Differential privacy is a method where the data anonymizer takes a dataset and adds “noise” – random false information – in order to make it difficult to identify any one individual within the dataset. Unlike previous anonymization techniques, however, differential privacy also integrates the concept of the level of acceptable risk, “ἐ”, arising from an awareness of such known reidentification risks as linkage attacks and multiple, over-time queries. Differential privacy requires the data anonymizer to conceptualize a dataset’s overall “privacy budget”: the maximum privacy level required under the expectation of the number and type of queries it will answer,allowing the data anonymizer to add a level of noise that’s appropriate to the number of data queries that will be permitted.
The addition of this expectation of interaction with the data allows the data anonymizer to “turn up” or “turn down” the noise as appropriate for the conditions of data release. As mentioned above, it’s possible to have an entirely anonymized dataset if it contains purely random information — but that this data is no longer useful. Differential privacy answers the question of how much noise must be added — and where it must be added — in order to both obscure every individual while retaining at least some useful qualities of the data. (For another explanation of how differential privacy works and a widget that allows you to explore how it hides individual rows, see Anthony Tockar’s blog post on “the basics” of differential privacy, and see how he applies it to the New York taxi data example mentioned above.)

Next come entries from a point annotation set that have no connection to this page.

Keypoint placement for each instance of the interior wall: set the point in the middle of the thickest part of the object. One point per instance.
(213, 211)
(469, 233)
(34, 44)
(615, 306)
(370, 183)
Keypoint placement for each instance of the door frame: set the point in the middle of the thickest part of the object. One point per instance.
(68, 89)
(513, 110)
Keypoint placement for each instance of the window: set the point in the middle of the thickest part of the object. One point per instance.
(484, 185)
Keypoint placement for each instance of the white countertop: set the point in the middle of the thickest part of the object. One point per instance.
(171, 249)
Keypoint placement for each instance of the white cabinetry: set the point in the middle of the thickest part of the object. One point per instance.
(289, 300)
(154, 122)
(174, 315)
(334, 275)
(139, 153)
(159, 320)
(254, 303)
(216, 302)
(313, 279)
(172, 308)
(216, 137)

Earlier this year, Cynthia Dwork and Aaron Roth published The Algorithmic Foundations of Differential Privacy, a work which discusses in detail how to apply the related techniques. Dwork and Roth promise that “at their best, differentially private database mechanisms can make confidential data widely available for accurate data analysis, without resorting to data clean rooms, data usage agreements, data protection plans, or restricted views.” However, it is clear that this work is new enough that it has yet to enjoy broad application. Given the current financial restraints of many government data holders, it may take a while for the technique to become routine and simple enough to implement without having an in-house statistical specialist. However, the promise of differential privacy suggests that while we may not get anonymized data that preserves rows for individual persons in a dataset, we can in the future expect to see privacy algorithms that enable the regular release and update of properly anonymized, high-resolution data useful to researchers who want access to that data.